Thursday, March 4, 2010

Some Interesting Employment Developments

The Impact of Gross v. FBL Financial Services, Inc.

A big issue since the Supreme Court's Gross opinion has been its rationale's application to other statutes (see my recent paper on this here). But, possibly more interesting is the majority's statement that the Court has never addressed the application of McDonnell-Douglas to ADEA cases. Most courts, subsequent to Gross, have said that the McDonnell-Douglas burden-shifting framework remains unchanged in ADEA and other statutes affected by the rationale of Gross. We collect some of those case citations in the paper. One district court (Bell v. Raytheon Co., 2009 U.S. Dist. LEXIS 67016 (N.D. Tex.

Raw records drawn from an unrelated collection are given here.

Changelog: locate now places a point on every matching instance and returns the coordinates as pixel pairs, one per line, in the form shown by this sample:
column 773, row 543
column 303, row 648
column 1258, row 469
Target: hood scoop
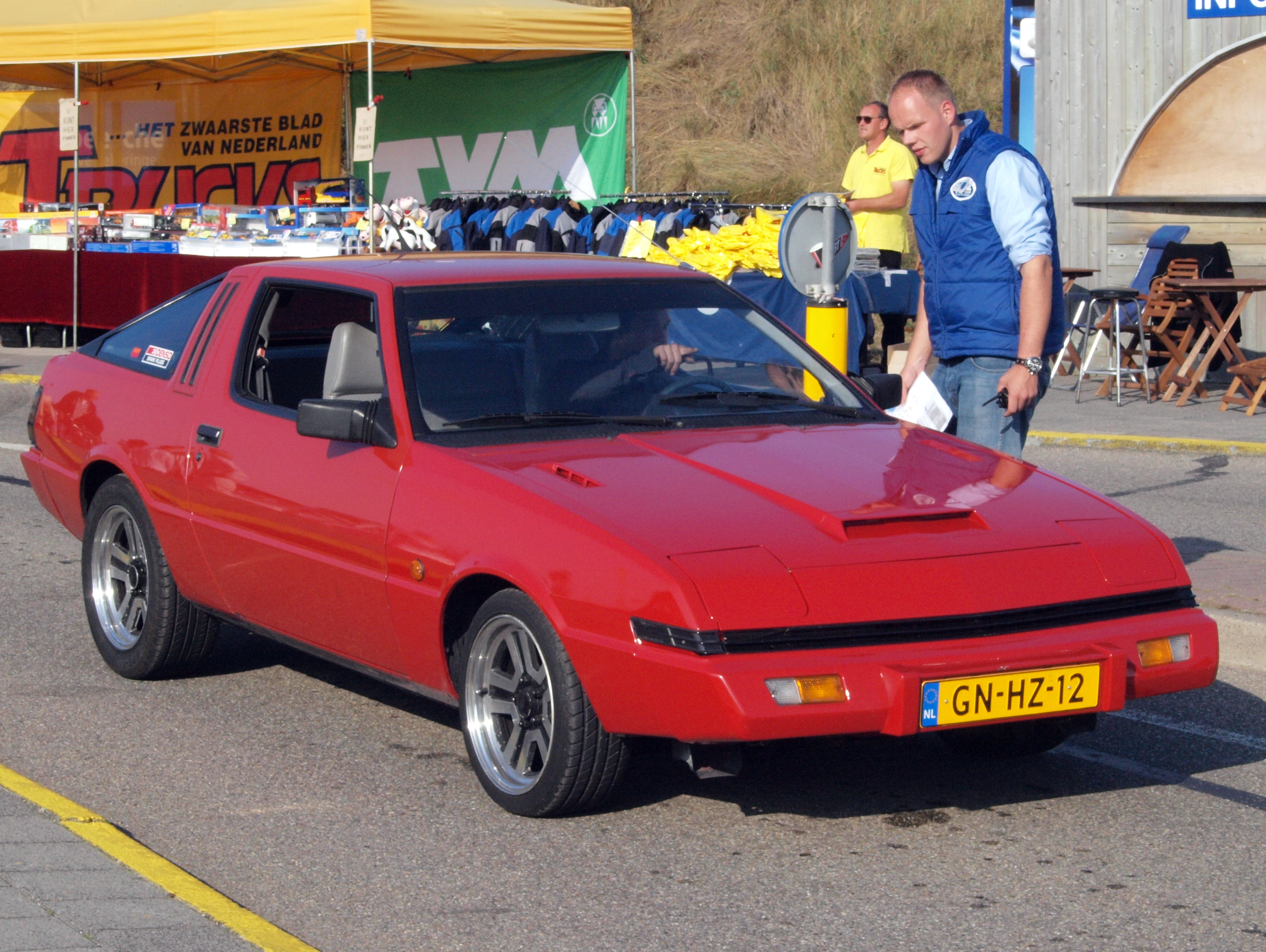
column 922, row 525
column 570, row 475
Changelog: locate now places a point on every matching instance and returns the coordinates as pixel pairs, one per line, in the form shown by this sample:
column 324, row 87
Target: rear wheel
column 1020, row 739
column 532, row 736
column 142, row 626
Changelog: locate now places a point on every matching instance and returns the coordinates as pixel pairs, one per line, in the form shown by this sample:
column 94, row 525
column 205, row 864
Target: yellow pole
column 827, row 334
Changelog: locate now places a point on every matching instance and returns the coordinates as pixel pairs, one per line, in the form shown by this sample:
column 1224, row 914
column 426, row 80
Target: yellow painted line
column 162, row 873
column 1174, row 445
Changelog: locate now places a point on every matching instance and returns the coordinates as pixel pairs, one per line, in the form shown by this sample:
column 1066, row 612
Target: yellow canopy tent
column 65, row 44
column 134, row 42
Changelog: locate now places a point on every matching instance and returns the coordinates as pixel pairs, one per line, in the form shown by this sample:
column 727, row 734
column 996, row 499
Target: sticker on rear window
column 157, row 356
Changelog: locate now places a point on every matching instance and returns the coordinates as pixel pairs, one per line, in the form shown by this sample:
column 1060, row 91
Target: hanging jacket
column 972, row 290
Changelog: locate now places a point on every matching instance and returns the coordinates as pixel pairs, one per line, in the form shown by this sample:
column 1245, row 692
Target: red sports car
column 583, row 500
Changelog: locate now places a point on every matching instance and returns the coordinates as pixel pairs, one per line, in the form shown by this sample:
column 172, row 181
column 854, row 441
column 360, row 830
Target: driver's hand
column 673, row 355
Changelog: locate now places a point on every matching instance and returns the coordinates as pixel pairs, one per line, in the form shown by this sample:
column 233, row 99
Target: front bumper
column 647, row 689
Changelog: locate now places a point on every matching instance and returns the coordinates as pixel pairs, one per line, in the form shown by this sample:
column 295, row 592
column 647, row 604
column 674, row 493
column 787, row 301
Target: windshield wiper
column 758, row 398
column 555, row 418
column 731, row 398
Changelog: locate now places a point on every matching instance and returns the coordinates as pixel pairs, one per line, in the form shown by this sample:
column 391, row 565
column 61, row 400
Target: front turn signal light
column 818, row 689
column 1165, row 651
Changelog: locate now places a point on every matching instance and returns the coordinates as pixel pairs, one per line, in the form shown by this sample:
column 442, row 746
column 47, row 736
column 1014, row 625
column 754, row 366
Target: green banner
column 537, row 125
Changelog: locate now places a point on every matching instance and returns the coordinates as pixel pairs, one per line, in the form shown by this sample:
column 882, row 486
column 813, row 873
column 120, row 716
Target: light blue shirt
column 1017, row 205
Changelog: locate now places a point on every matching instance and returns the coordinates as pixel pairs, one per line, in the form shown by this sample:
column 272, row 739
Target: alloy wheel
column 509, row 704
column 121, row 580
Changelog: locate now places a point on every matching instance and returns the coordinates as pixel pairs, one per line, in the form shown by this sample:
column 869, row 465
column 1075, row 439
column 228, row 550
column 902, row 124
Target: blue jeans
column 966, row 383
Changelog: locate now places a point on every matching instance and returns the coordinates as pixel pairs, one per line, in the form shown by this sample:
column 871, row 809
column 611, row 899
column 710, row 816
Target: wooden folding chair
column 1173, row 318
column 1251, row 374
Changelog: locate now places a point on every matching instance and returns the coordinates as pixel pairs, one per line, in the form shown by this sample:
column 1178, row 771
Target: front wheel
column 142, row 626
column 1020, row 739
column 532, row 736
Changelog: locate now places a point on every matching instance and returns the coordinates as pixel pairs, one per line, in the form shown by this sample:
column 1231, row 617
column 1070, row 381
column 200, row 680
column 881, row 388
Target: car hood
column 846, row 507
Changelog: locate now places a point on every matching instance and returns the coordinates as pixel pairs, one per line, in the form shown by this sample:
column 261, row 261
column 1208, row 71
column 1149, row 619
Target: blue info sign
column 1206, row 9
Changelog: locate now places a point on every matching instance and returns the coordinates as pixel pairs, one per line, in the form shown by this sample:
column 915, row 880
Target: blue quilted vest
column 972, row 291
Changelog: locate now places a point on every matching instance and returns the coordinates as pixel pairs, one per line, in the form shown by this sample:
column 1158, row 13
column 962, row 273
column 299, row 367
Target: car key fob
column 1000, row 398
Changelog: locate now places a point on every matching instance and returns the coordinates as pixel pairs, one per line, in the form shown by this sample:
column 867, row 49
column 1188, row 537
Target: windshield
column 641, row 352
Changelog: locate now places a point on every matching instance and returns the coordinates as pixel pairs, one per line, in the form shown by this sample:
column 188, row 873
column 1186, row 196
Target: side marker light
column 1164, row 651
column 818, row 689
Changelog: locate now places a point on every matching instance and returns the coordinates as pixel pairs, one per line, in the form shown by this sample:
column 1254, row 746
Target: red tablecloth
column 114, row 286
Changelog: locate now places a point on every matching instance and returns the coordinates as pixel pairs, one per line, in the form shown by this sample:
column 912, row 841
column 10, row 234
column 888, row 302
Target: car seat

July 31, 2009)) held that even after plaintiffs established a prima facie case of age discrimination, the burden did not shift to the defendant to articulate a legitimate non-discriminatory reason because they did not prove that age was the but-for cause of the adverse decision. As the courts continue to address this issue, it will be interesting to see whether, like the Bell court, they incorporate into the prima facie stage of McDonnell-Douglas a heightened but-for requirement.

Supreme Court Decides Mac’s Shell Serv., Inc. v. Shell Oil Products Co.

A unanimous Supreme Court on March 2nd rejected the franchisee argument in this case that there could be a constructive termination even though the franchisee never terminated the relationship with the franchisor. The Court similarly rejected the "constructive non-renewal" argument where the franchisee had signed a renewal agreement. Justice Alito, writing for the Court, references employment discrimination constructive discharge case law in one paragraph of the opinion. There does not appear to be anything in the opinion that unsettles existing employment discrimination constructive discharge law.

Verbal Complaint Under FLSA Held not to be Protected Activity

The Seventh Circuit in Kasten v. Saint Gobain Performance Plastics Corp., 570 F.3d 834 (7th Cir. 2009), petition for cert. filed (Jan. 12, 2010), held that a verbal complaint does not constitute protected activity under the FLSA, as the FLSA uses the phrase “file any complaint,” which the court held connotes the use of a writing.